First light was coming up just as we left the overgrown plantation grounds and polled off in a flat-bottomed skiff. Radiant gossamers were visible flitting through dark tunnels of branches and above the trees. The hunters—M. Rolman, M. Herrig, M. Rushomin, and M. Poneascu—sat forward on the thwarts while I poled. Izzy and I were separated from them by the heap of floatblinds stacked between us, the curved bottoms of the disks still showing the rough matting of the fiberplastic husk. Rolman and Herrig were wearing expensive chameleon-cloth ponchos, although they did not activate the polymer until we were deep in the swamp. I asked them to quit talking so loudly as we approached the freshwater fens where the mallards would be setting in. All four men glared at me, but they lowered their voices and soon fell silent.

The light was almost strong enough to read by when I stopped the skiff just outside the shooting fen and floated their blinds. I hitched up my well-patched waterproofs and slid into the chest-deep water. Izzy leaned over the side of the skiff, eyes bright, but I flashed a hand signal to restrain her from jumping in. She quivered but sat back.

“Give me your gun, please,” I said to M. Poneascu, the first man. These once-a-year hunters had enough trouble just keeping their balance while getting into the small floatblinds; I did not trust them to hang on to their shotguns. I had asked them to keep the chamber empty and the safety on, but when Poneascu handed his weapon over, the chamber indicator glowed red for loaded and the safety was off. I ejected the shell, clicked the safety on, set the gun in the waterproof carrier strapped across my shoulders, and steadied the floatblind while the heavyset man stepped from the skiff.

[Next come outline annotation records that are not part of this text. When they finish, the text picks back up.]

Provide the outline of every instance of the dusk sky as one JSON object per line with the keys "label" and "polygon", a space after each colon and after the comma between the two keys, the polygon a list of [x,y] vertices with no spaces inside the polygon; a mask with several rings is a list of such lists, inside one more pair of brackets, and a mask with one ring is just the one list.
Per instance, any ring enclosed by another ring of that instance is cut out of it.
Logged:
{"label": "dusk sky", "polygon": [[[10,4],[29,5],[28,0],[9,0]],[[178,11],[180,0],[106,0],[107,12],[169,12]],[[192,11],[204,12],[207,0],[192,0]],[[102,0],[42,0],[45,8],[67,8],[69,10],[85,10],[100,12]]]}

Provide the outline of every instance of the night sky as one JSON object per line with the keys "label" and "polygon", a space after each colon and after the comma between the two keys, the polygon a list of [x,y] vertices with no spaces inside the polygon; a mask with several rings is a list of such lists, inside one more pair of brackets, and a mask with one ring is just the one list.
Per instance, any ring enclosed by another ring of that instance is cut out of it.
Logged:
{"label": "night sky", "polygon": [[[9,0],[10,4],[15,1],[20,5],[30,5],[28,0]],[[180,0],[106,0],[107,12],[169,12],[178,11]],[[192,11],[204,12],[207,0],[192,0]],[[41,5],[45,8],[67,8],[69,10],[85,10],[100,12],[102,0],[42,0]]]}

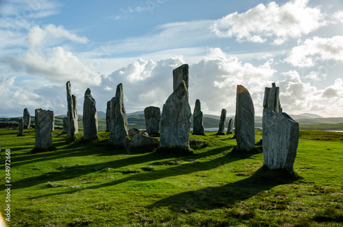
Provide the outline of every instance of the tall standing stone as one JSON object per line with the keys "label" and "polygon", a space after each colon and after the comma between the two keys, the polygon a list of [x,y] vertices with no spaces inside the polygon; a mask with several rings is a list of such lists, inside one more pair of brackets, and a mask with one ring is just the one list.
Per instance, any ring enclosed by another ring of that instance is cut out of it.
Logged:
{"label": "tall standing stone", "polygon": [[182,80],[163,105],[160,147],[180,150],[189,149],[191,115],[188,90]]}
{"label": "tall standing stone", "polygon": [[196,100],[196,106],[193,113],[193,134],[204,135],[204,123],[200,100]]}
{"label": "tall standing stone", "polygon": [[68,132],[68,124],[67,121],[68,121],[68,117],[63,117],[63,132],[62,134],[66,134]]}
{"label": "tall standing stone", "polygon": [[97,134],[97,112],[95,100],[91,94],[91,89],[84,93],[84,139],[93,139]]}
{"label": "tall standing stone", "polygon": [[36,148],[46,150],[52,146],[53,116],[54,111],[36,109],[34,112]]}
{"label": "tall standing stone", "polygon": [[31,115],[29,115],[29,110],[27,110],[27,108],[24,109],[24,113],[23,113],[23,127],[24,129],[29,129],[30,127],[30,123],[31,123]]}
{"label": "tall standing stone", "polygon": [[273,110],[276,114],[282,112],[282,108],[279,97],[279,88],[275,85],[275,83],[272,84],[271,88],[265,88],[263,110],[268,108]]}
{"label": "tall standing stone", "polygon": [[144,117],[147,133],[156,134],[160,131],[161,110],[158,107],[149,106],[144,109]]}
{"label": "tall standing stone", "polygon": [[242,85],[237,86],[235,128],[237,150],[253,149],[255,143],[254,104],[250,94]]}
{"label": "tall standing stone", "polygon": [[226,133],[232,133],[233,131],[233,121],[235,121],[233,119],[230,119],[228,121],[228,131]]}
{"label": "tall standing stone", "polygon": [[299,141],[299,124],[282,112],[279,88],[275,83],[265,88],[262,118],[262,136],[265,164],[271,169],[292,170]]}
{"label": "tall standing stone", "polygon": [[285,112],[263,110],[264,163],[270,169],[293,169],[299,141],[299,124]]}
{"label": "tall standing stone", "polygon": [[188,91],[189,67],[187,64],[182,64],[173,70],[173,91],[176,89],[178,84],[182,80]]}
{"label": "tall standing stone", "polygon": [[19,119],[19,123],[18,124],[18,130],[19,130],[18,135],[23,136],[24,134],[24,124],[22,119]]}
{"label": "tall standing stone", "polygon": [[52,123],[51,123],[51,131],[55,130],[55,113],[52,111]]}
{"label": "tall standing stone", "polygon": [[70,82],[66,84],[67,87],[67,101],[68,103],[68,110],[67,112],[67,117],[68,121],[68,132],[67,134],[71,139],[75,137],[75,134],[79,133],[79,128],[78,123],[78,100],[74,95],[71,95],[71,87]]}
{"label": "tall standing stone", "polygon": [[226,110],[222,109],[222,114],[220,115],[220,121],[219,122],[219,129],[217,134],[225,134],[225,121],[226,121]]}
{"label": "tall standing stone", "polygon": [[110,132],[110,100],[107,102],[106,108],[106,132]]}
{"label": "tall standing stone", "polygon": [[128,137],[128,119],[125,111],[123,84],[117,86],[115,97],[111,108],[111,127],[109,143],[116,146],[124,146]]}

“I’ll be right back,” I said softly to the other three, and began wading through chalma fronds, pulling the blind along by the harness strap. I could have had the hunters pole their floatblinds to a place of their own choosing, but the fen was riddled with quickmud cysts that would pull down both pole and poler, populated by dracula ticks the size of blood-filled balloons that liked to drop on moving objects from overhead branches, decorated with hanging ribbon snakes, which looked precisely like chalma fronds to the unwary, and rife with fighting gar that could bite through a finger.